If the second volume undermines the marriage plot, the third upends the literary fairytale. The Brilliant Friend novels, as they are called in Italy, employ a retrospective first person, as Dickens did in David Copperfield, adding to the impression of autobiography … Greco’s experience of the literary life can be seen as a fictional manifesto on the miseries of publishing: the doubt, the shame, the humiliation, the insults from those one would have hoped to impress or even seduce.
Lila and Elena almost form a composite character, their disparate fates always entwined like two aspects of a single being. Each shares in the sorrows and achievements of the other … Reading Ferrante is an extraordinary experience. There’s a powerful and unsettling candor in her writing; Elena loves Lila, but she also acknowledges that on some level she wishes her friend would die. The narrator’s voice is familiar and confiding, but her gaze settles on every object with an unflinching objectivity.
In Those Who Leave and Those Who Stay, the work of the novelist—especially l’écriture féminine—is dismissed as frivolous and bourgeois, at least compared to the activism and agitation of 1970s Italy … The title suggests absolutes—Those Who Leave (Elena) and Those Who Stay (Lila)—but the subtitle, ‘Middle Time,’ hints at something else. Like its narrator, the novel is less interested in obvious binaries—of language (Neapolitan/Italian), social geography (South/North), ideology (communist/fascist), gender, faith, and class—than in the mucky territory between.
Serious feminist questions spill from every page, not as tidy scholarly inquiries but as body and blood, a true, sustained cri de coeur. Elena can neither shut out men nor deny their cost (Ferrante’s women, often maddened, spend their lives responding to men who, equally maddened, pretty much run things) … Like its two predecessors, this novel’s roller coaster of anguish, advances and setbacks roars on.

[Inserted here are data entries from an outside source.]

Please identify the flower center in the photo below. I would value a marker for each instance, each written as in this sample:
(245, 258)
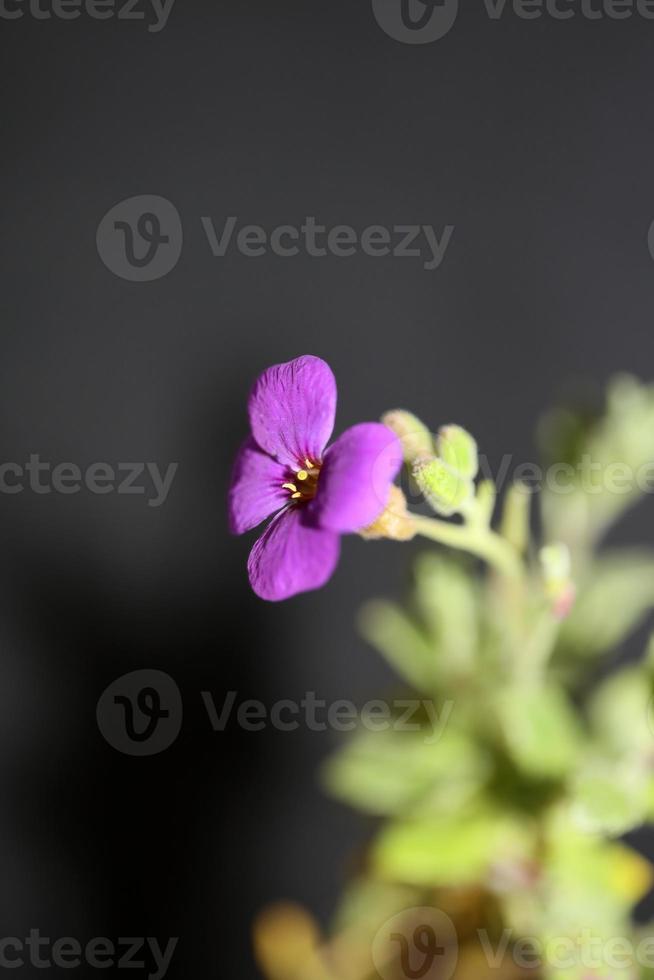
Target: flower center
(305, 482)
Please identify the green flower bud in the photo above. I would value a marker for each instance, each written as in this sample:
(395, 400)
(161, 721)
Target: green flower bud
(444, 489)
(458, 449)
(415, 437)
(557, 574)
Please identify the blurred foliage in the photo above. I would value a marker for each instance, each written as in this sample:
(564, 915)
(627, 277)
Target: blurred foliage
(503, 805)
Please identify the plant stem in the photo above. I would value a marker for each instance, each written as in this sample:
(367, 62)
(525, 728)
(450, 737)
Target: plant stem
(479, 541)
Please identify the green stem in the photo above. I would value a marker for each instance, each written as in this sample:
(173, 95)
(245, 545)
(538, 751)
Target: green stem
(479, 541)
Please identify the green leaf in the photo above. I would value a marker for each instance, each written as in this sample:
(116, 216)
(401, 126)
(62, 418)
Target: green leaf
(416, 439)
(390, 772)
(445, 490)
(609, 798)
(540, 730)
(447, 601)
(620, 712)
(407, 649)
(612, 601)
(450, 851)
(458, 449)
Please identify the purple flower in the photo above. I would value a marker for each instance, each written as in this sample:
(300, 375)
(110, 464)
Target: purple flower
(316, 494)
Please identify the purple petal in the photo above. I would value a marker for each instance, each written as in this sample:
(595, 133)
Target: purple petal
(256, 488)
(291, 557)
(292, 408)
(355, 480)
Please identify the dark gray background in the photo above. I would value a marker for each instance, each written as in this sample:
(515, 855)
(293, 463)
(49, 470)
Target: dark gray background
(534, 138)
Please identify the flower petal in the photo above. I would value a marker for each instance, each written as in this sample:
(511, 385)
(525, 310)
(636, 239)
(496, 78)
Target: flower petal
(291, 557)
(355, 480)
(256, 488)
(292, 408)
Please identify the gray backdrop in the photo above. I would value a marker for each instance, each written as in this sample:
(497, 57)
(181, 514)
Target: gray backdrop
(532, 137)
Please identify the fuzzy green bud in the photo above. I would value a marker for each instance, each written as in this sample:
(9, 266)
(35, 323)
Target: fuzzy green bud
(458, 449)
(557, 574)
(415, 437)
(444, 489)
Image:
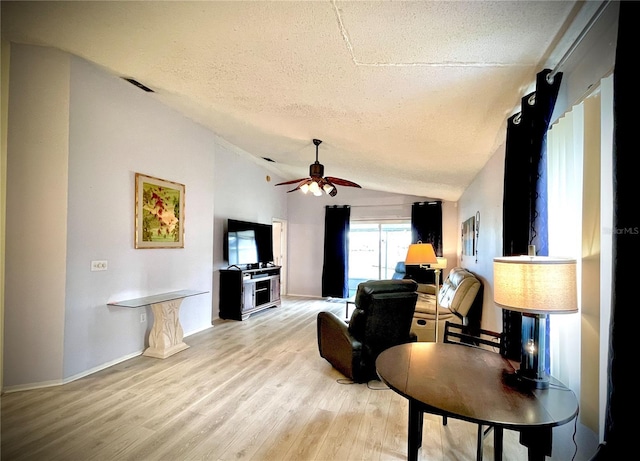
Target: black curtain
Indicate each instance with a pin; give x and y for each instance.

The miracle is that Ferrante can keep the shocks coming, against a setting whose mildest emotional ambience is already in flames.
Those Who Leave and Those Who Stay covers a great swath of social and personal history and, as a result, features many messy lives that twine around and collide into one another … The novel's driving force is Elena's candor, particularly in the scenes where she makes apparent her disillusionment in the roles of wife and mother and in the powerful finale … Ferrante's women end up as single-minded and as sexually liberated as D.H. Lawrence's women in love. The more she opens their hearts and minds to us, the more her novel grips and moves us in equal measure.